Мужской голос, который прозвучал со стороны соседнего дома, был спокойным, почти ласковым. Павел обернулся: сосед стоял, опираясь о забор, и смотрел с искренним любопытством.
– Что? – нахмурился Павел. – Какие яблоки?
Мужчине, который заговорил с ним, было не больше сорока. Отросшие темные волосы спускались к плечам в том художественном беспорядке, за которым стоят серьезные деньги на оплату стилиста. Круглые карие глаза смотрели с пристальным интересом, на тонких губах змеилась дружеская улыбка, острый горбатый нос делал соседа похожим на ворона.
– Мелкие красные яблоки с вон того дерева, – прежним дружеским тоном ответил сосед и указал на яблоню. По-птичьи склонил голову к плечу в ожидании ответа.
– Надкусил, – ответил Павел, понимая, что сейчас, в эту минуту, делает шаг туда, откуда не будет возврата – и не может остановиться.
Сосед понимающе кивнул.
– Этого достаточно. Вы прошли.
***
Павла замутило. Он подошел к забору, оперся о деревяшку, пытаясь совладать с собой. Сосед внимательно смотрел на него, и Павел спросил:
– Куда я прошел?
– В Навь, – охотно объяснил сосед. – Знаете, что это такое?
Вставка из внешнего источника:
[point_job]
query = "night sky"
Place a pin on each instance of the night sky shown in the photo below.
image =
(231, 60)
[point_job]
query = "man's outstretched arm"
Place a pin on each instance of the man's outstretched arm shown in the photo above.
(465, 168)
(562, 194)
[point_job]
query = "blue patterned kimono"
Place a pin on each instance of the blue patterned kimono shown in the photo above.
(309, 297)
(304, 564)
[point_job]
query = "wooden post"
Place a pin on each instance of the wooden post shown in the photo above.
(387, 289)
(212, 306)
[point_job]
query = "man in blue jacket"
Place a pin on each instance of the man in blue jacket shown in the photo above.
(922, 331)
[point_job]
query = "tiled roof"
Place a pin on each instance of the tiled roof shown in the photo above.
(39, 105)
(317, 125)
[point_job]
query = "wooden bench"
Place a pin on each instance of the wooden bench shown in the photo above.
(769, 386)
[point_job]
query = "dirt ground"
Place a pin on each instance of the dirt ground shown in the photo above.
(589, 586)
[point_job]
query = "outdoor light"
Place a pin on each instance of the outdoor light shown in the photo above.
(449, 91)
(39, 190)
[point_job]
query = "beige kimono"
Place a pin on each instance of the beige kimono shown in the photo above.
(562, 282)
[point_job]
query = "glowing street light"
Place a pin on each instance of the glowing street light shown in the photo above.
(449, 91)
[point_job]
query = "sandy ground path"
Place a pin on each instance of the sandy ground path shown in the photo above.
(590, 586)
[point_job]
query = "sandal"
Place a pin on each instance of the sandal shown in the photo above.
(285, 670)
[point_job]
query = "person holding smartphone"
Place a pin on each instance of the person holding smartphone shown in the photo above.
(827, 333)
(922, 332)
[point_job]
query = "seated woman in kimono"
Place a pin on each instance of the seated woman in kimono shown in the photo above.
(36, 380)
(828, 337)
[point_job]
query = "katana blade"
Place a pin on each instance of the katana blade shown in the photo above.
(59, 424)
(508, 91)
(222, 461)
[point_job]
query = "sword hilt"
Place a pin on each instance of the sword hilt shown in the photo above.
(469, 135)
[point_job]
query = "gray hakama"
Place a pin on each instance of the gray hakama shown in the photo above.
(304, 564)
Павел пожал плечами. На уроках истории когда-то рассказывали про Явь, Правь и Навь, но сейчас он ничего не помнил. Верования древних славян казались чем-то далеким, засыпанным пылью.
В голове царил звонкий хруст, словно кто-то там бил и бил каблуком по льдинкам.
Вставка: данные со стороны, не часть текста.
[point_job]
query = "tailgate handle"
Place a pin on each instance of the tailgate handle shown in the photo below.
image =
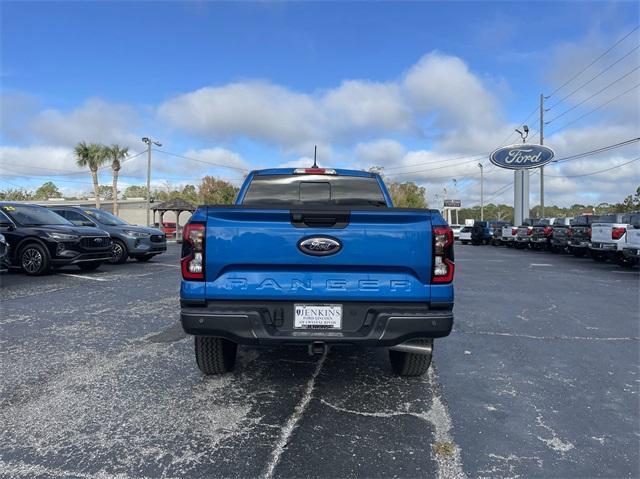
(301, 219)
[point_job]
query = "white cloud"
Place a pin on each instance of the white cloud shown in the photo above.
(443, 86)
(382, 152)
(257, 110)
(94, 121)
(366, 106)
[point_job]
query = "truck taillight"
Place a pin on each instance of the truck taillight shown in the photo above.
(443, 265)
(617, 232)
(192, 262)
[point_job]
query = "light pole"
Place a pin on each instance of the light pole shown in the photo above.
(149, 142)
(521, 187)
(481, 191)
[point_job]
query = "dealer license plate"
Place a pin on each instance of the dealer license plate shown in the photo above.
(317, 316)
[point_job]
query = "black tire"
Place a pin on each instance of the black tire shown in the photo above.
(34, 259)
(215, 355)
(411, 364)
(90, 266)
(625, 262)
(119, 252)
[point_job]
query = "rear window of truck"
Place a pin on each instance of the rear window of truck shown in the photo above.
(314, 190)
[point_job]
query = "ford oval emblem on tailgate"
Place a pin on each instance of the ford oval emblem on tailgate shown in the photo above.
(319, 245)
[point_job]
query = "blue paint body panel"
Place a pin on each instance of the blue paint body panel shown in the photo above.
(252, 254)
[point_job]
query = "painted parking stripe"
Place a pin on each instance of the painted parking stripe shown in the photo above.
(83, 276)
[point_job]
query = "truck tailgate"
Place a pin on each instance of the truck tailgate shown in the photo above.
(253, 254)
(601, 232)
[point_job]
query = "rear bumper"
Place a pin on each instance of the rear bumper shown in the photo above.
(579, 244)
(611, 247)
(271, 323)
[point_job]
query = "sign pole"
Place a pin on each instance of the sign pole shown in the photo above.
(542, 167)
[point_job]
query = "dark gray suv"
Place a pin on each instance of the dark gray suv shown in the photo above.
(129, 241)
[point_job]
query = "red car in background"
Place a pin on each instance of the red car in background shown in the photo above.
(169, 228)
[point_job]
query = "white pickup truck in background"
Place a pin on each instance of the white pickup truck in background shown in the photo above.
(631, 246)
(609, 236)
(509, 234)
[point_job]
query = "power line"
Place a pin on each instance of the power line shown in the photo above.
(596, 172)
(593, 62)
(435, 162)
(593, 110)
(591, 96)
(594, 77)
(200, 161)
(598, 150)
– Скажем так, это особый мир. Другой мир, – произнес сосед, и в его круглых глазах мелькнули веселые огоньки. – В нем обитают такие, как этот вот красавец, который всему поселку спать спокойно не дает. А такие, как вы, могут ходить в Навь. Что самое интересное – потом способны вернуться оттуда живыми.
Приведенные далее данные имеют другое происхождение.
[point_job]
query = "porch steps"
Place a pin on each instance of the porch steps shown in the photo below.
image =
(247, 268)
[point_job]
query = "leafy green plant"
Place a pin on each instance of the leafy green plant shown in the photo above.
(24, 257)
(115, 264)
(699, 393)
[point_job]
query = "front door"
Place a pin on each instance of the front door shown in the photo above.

Павел застонал и опустился в траву, закрыв лицо ладонями. Бред. Он заболел и бредит. Ему снится страшный сон – ведь только во сне бывают чудовища и их мир.
– Дурдом, – пробормотал Павел. Сосед рассмеялся.
– О, еще какой! Тут бывает весело, да.
Павел привалился спиной к забору, уткнулся затылком в теплую деревяшку. Краем глаза он видел ноги соседа в тонких брендовых джинсах. Конечно, чему еще быть в другом мире – современной дорогой одежде.
– И я сюда проник потому, что съел яблоко? – спросил он.
Возможно, он спятил. И сосед его тоже. А психов лучше не волновать и не раздражать, это Павел понял уже давно.
– Да. Вы получили способность видеть Навь, когда увидели эти яблоки, – по-прежнему охотно объяснил сосед. – А когда надкусили, обрели возможность входить. Видите ли, бывают особые предметы-проводники между мирами, яблоня вашей бабушки один из них.
– А вы знали бабушку?
Павел обернулся. В соседнем доме раньше жила самая обычная семья: муж, жена и трое детей. Родители верно служили зеленому змию, дети промышляли мелким воровством, и с ними никто не хотел водиться, чтобы не лишиться мелочи и игрушек, получив плевок в спину на память.
Этого человека, похожего на птицу, здесь раньше точно не было. Павел бы его не забыл.